La Bestia

The Beast

"Do you think you could grow a beard?" Glen Keane had the time of his life animating the transformation of The Beast but still wished that The Beast would have stayed The Beast. As his idea couldn't be, Keane proposed Belle would say the beard line at the end of the movie. Maybe too much for kids but it would have gave the movie a spicy hint.

The Beauty and the Beast had already been on Walt Disney's radar but, apparently, it was a tricky and difficult thing to adapt as Joe Grant (strong man at Disney) said years later when doing the new version.
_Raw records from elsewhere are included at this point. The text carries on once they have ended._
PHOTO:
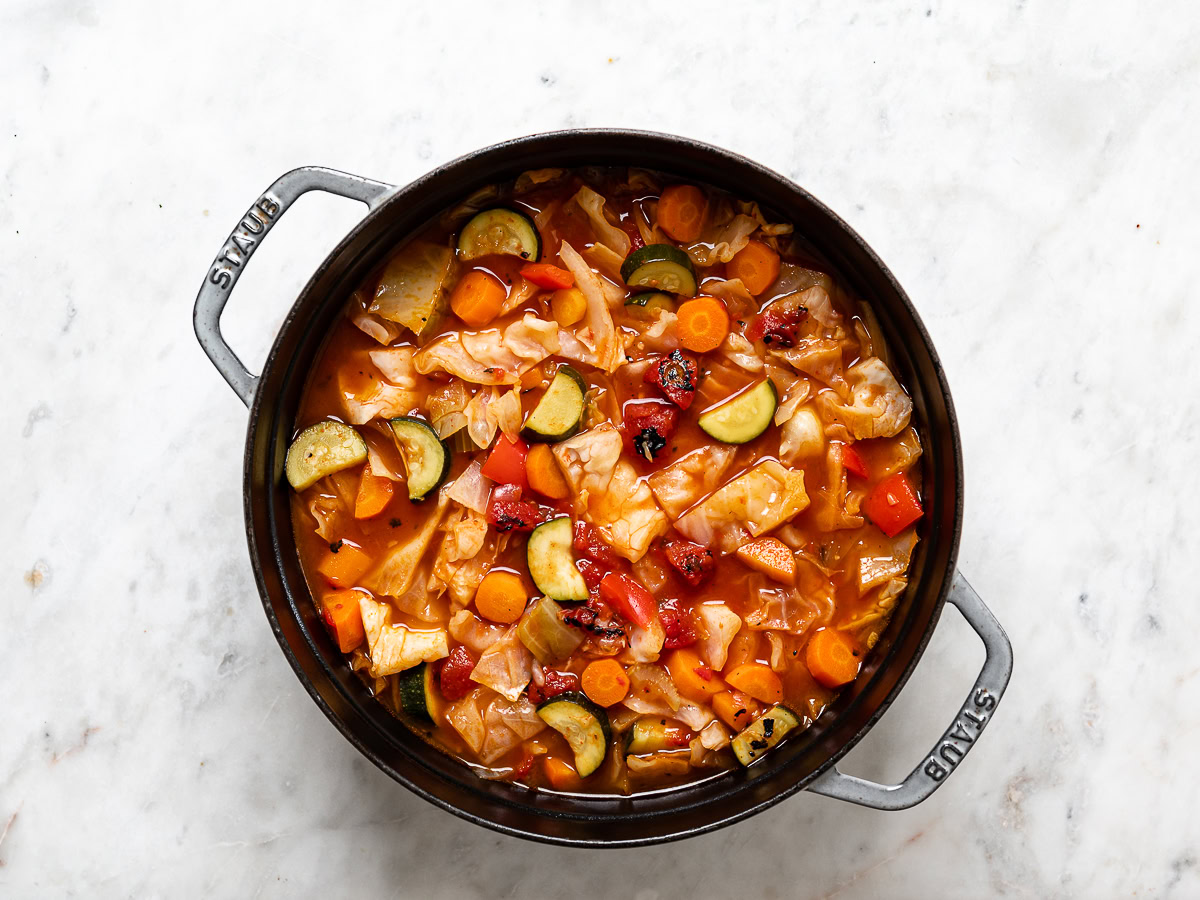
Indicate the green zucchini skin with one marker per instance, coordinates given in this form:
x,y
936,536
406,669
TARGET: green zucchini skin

The team went to the Loire Valley in France to surround themselves of fairytale vibes and take inspiration from its villages and castles being the winner the castle of Chambord as the home of our dear Beast.
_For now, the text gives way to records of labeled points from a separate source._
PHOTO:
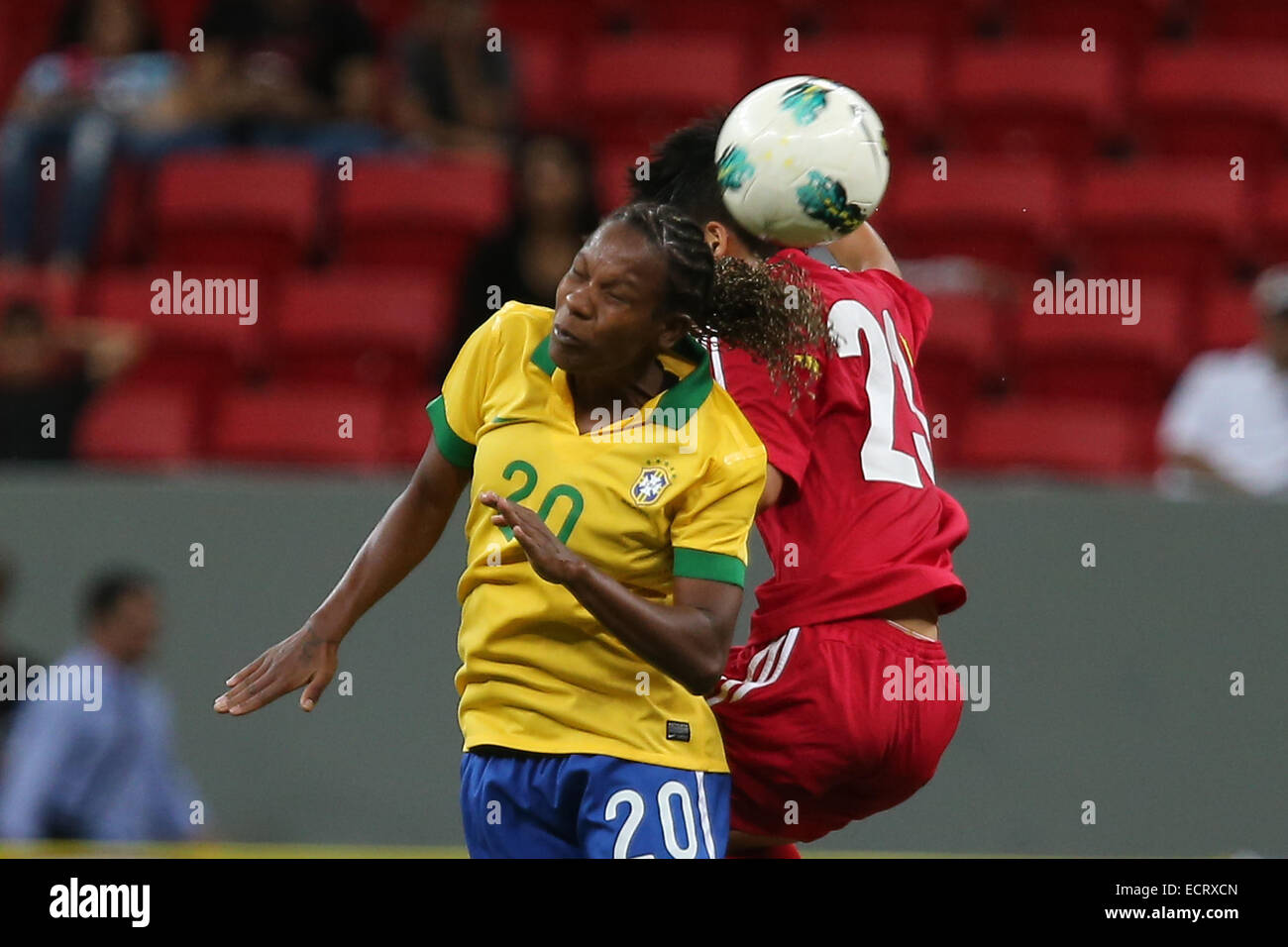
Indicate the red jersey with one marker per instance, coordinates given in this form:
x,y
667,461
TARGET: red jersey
x,y
861,525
For The Beast Glen Keane did some research at the zoo to study different animals and looked back to the 19th century fairytale illustration for what to do and what not. The Beast had born as a result of the energies and aesthetics of all these wild animals with human eyes and gorilla brows to give him the mirror of his tormented soul and mane of a lion, wolf legs and tail, boar tusks, bear body and... did they really draw him with a mandril rainbow butt?!?
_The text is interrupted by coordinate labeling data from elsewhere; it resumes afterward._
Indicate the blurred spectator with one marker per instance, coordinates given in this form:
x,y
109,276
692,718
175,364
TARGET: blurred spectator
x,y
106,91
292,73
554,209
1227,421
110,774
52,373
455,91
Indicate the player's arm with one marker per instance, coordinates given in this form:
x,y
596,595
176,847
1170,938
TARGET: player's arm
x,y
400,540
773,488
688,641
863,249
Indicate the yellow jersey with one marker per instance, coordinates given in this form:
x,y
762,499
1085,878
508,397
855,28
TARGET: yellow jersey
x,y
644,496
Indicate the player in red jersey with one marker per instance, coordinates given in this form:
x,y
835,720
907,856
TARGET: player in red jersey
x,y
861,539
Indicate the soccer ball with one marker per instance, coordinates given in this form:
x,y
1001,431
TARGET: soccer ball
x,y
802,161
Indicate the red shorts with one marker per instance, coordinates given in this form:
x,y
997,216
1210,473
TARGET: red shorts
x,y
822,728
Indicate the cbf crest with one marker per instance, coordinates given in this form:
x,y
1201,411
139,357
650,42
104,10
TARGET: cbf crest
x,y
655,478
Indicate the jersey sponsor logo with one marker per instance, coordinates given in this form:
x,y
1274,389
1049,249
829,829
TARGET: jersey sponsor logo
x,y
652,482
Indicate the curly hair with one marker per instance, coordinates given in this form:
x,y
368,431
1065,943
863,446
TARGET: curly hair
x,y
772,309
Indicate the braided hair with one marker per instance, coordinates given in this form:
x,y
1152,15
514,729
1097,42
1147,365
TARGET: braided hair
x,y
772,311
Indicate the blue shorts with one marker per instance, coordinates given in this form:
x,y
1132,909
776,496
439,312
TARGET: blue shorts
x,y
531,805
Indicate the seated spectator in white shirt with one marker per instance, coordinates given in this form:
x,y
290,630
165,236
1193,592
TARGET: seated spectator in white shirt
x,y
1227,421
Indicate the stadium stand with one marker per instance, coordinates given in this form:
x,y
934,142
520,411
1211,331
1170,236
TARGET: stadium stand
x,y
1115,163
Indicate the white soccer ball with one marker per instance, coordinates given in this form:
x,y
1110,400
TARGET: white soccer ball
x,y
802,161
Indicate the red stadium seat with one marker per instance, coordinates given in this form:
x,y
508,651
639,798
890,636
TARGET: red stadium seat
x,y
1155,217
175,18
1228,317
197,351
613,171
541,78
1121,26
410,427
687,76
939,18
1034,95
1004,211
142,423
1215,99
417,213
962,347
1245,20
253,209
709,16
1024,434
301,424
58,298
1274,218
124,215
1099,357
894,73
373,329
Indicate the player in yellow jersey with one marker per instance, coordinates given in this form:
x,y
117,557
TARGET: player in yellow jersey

"Beast actually has a rainbow bum but nobody knows that but Belle." Glen Keane, The Beast Animator

It was worth the effort, the oscarized musical movie captivated kids and grown ups and still does.

But it wouldn't be fair to close this post without a deserved mention to Howard Elliot Ashman, "the man who gave a Mermaid her voice and a beast his soul". He wove the story forever through his songs and was a fundamental pilar in this movie and some others. Sadly he died of Aids after The Beauty and The Beast but at least he passed away knowing the enormous success of the movie in which he he had put so effort and probably presaging that his songs would be sung forever.